Cosa vuol dire riuscire ad essere se stessi? Cosa vuol dire emanciparsi dalle aspettative altrui, vivere seguendo la corrente interiore e non il vociare sconclusionato dell’esterno? Tutto questo, attraverso il personaggio di Vi, ce lo racconta Kim Thuy, autrice vietnamita, nel suo Il mio Vietnam, tradotto da Cinzia Poli per Nottetempo (per la stessa casa editrice sono usciti anche Riva e Nidi di rondine).
Vi discende da una famiglia benestante. È delicata, a tratti timida, ma risoluta. Vi ripercorre in prima persona, riavvolgendo le fila del tempo, l’infanzia e l’adolescenza a Saigon, la guerra, la fuga da un paese martoriato, una nuova esistenza in Canada, gli amori, le lotte con la famiglia e la fatica di sentirsi felice.
Eppure, Il mio Vietnam non è solo un libro esistenziale.

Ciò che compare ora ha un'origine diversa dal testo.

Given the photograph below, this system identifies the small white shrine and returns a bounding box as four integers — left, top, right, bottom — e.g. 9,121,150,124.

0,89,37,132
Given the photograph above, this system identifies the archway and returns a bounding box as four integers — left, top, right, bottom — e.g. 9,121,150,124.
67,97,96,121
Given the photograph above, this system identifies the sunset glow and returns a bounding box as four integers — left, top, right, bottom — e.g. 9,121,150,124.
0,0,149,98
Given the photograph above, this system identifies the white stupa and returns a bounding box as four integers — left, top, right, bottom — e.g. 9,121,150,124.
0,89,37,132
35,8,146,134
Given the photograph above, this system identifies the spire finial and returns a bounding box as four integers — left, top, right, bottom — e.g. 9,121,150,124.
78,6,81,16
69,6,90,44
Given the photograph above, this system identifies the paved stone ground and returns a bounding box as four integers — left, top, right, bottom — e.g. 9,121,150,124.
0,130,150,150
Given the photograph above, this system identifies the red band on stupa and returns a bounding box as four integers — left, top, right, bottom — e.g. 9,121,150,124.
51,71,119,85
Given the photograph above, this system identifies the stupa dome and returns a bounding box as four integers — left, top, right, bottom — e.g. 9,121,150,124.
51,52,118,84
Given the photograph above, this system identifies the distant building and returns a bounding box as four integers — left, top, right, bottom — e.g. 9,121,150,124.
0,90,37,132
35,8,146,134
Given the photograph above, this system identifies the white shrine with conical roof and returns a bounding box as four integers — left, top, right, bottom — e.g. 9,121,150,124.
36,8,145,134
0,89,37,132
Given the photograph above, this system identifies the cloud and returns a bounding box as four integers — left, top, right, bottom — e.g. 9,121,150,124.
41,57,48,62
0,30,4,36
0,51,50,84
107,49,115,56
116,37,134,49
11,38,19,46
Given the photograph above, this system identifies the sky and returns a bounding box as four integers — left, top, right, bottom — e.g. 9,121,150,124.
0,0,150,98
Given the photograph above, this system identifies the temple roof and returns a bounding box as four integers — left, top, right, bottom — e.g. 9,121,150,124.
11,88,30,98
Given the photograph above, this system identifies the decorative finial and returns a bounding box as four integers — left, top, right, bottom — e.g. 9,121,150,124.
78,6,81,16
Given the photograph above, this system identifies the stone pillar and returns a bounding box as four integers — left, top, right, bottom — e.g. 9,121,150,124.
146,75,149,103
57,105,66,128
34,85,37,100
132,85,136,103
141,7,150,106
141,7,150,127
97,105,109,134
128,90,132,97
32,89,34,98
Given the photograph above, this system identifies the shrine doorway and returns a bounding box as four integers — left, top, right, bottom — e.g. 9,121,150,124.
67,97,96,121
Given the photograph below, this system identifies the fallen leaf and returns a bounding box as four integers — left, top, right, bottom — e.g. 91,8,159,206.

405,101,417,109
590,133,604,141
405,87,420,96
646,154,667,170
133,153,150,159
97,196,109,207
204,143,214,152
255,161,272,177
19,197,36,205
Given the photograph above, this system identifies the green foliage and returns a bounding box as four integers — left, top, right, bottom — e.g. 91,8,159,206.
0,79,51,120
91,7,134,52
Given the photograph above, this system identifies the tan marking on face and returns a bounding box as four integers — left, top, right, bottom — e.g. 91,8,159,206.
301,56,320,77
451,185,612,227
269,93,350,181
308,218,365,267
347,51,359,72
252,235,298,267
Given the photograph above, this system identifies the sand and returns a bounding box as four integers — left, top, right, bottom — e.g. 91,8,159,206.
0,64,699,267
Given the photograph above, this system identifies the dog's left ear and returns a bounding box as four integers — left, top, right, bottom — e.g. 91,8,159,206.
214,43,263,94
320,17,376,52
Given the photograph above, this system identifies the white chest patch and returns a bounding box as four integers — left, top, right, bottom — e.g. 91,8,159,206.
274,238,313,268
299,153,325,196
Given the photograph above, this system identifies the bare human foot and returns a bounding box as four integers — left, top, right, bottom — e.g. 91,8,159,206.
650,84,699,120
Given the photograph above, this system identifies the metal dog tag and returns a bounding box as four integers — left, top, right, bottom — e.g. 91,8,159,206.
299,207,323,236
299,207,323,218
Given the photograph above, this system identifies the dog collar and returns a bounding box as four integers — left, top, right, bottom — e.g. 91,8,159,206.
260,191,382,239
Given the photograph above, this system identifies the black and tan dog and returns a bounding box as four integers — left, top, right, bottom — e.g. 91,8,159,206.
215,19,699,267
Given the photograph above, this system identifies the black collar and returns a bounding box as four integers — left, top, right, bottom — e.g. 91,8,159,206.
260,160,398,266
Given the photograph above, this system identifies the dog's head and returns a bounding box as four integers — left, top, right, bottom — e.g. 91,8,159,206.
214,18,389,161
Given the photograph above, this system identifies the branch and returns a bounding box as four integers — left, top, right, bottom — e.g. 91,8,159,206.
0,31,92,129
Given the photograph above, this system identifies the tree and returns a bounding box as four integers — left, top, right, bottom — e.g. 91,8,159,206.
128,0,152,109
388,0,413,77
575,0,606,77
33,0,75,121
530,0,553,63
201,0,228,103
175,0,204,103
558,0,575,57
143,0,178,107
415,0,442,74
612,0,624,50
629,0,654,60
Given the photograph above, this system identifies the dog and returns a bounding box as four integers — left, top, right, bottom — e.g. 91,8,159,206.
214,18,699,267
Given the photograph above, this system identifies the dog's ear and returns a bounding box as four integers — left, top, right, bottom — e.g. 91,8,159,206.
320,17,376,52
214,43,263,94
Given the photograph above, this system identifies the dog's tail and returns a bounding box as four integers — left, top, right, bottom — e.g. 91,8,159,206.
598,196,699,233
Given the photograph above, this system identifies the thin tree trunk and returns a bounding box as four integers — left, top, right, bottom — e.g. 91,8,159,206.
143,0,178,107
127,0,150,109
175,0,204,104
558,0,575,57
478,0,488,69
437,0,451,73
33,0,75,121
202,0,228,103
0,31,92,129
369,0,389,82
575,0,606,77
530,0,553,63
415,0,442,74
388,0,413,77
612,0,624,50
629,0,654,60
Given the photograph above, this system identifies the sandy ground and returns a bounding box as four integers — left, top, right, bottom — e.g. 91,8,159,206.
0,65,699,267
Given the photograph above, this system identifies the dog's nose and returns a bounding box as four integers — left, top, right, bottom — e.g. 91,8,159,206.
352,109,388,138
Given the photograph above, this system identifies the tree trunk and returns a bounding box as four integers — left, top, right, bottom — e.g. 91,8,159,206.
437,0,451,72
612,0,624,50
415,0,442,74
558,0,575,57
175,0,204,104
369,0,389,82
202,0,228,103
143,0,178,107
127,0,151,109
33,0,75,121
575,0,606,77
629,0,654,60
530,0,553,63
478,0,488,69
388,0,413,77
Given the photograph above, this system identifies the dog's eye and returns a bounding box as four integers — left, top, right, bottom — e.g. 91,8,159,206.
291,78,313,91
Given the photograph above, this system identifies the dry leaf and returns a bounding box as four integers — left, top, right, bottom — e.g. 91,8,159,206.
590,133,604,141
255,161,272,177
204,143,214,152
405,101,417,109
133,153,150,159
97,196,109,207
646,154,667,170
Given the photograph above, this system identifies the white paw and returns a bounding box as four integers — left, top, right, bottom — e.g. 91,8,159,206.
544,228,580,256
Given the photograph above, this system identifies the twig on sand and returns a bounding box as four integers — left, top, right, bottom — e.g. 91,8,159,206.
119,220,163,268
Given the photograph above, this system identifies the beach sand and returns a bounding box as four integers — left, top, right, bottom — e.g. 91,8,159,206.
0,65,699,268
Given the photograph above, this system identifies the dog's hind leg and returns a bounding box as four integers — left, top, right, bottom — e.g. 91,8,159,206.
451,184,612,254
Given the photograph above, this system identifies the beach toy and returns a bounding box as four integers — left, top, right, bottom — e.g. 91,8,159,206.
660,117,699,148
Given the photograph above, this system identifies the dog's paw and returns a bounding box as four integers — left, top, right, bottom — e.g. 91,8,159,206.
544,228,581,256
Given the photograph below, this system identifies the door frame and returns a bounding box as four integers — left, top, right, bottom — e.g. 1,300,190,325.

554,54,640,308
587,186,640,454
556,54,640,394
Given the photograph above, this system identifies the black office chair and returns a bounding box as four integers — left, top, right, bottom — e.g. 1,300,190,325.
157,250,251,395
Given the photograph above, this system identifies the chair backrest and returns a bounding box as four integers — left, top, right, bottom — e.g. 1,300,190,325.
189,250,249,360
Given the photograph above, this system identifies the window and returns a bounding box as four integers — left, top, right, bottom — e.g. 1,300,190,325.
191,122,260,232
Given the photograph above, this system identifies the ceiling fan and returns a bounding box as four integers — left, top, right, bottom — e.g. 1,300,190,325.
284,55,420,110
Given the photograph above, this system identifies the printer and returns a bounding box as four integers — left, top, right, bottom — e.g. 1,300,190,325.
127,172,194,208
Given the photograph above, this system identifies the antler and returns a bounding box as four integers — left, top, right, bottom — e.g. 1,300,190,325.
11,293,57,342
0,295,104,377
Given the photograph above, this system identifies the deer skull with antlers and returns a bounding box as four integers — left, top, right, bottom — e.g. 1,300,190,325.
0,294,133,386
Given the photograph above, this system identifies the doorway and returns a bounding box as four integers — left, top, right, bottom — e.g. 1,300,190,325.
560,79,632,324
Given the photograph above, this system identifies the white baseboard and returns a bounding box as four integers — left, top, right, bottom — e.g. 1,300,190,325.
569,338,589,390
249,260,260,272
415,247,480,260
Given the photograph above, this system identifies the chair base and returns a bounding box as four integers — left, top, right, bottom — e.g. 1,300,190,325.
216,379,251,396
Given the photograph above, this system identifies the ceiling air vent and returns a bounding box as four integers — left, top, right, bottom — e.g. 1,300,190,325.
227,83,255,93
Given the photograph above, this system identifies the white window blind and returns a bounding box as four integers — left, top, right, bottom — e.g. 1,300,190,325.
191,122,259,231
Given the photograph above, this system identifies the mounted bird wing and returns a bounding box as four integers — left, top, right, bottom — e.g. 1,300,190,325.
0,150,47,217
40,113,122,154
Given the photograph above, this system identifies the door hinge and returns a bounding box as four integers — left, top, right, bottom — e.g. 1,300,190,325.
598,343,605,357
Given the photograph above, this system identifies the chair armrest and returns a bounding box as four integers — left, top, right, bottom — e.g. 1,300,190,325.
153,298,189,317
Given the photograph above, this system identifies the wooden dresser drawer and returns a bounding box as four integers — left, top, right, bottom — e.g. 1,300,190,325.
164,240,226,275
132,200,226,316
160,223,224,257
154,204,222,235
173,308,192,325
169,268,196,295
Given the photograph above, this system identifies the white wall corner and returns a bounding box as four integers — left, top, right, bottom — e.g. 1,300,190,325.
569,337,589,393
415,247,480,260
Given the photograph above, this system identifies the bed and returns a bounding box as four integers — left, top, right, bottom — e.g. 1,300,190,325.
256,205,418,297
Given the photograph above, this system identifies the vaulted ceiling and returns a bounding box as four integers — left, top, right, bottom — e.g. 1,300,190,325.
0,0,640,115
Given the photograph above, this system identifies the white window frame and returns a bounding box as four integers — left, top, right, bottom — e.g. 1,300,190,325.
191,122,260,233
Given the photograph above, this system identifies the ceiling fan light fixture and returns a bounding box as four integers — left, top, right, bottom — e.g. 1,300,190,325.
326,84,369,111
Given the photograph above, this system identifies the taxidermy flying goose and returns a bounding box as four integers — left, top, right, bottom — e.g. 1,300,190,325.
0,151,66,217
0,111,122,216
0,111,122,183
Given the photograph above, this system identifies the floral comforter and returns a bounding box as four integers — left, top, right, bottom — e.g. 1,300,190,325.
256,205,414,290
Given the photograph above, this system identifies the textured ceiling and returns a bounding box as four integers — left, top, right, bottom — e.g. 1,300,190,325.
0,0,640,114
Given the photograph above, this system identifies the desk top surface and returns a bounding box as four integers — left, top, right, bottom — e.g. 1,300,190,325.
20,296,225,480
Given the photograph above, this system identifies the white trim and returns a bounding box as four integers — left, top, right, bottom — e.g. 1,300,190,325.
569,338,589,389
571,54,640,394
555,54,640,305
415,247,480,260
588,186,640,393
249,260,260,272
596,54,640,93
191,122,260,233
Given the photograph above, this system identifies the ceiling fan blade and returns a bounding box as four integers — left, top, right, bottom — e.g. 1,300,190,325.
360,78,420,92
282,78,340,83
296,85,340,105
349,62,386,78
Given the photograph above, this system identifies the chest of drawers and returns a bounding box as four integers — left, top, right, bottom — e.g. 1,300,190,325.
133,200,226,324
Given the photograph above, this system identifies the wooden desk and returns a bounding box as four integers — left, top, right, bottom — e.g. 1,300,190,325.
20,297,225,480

È anche una zoomata sulla storia di una civiltà che abbiamo conosciuto attraverso i successi letterari di Marguerite Duras, scrittrice originaria di Saigon. Nella voce di Vi ritroviamo quella dei personaggi della Duras: la stessa smania, lo stesso conflitto interiore tra l’appartenenza e il disconoscimento, la curiosità verso il mondo, verso tutto ciò che è diverso dalla propria tradizione sociale e culturale.
Vi cresce in mezzo all’amore, all’esuberanza delle amiche di famiglia e dei fratelli. Forte della sua posizione sociale e della sua intelligenza, si fa largo tra la gente. Legge molto, e leggendo si difende dai dettami materni, dalle ansie di chi vorrebbe vederla accanto ad un uomo rassicurante. Ma Vi rifugge dalle rassicurazioni. Anche gli equilibri casalinghi, che sua madre si sforza di preservare dai colpi del tempo e dei mutamenti, vacillano.
Questo libro si legge come un diario: pagina per pagina Vi racconta un aneddoto, un episodio, conducendoci in un nodo di leggende, eventi, credenze, battaglie personali. Le esperienze di Vi sono quelle di ogni donna incontentabile, di ogni donna che sceglie, pagando il prezzo della solitudine.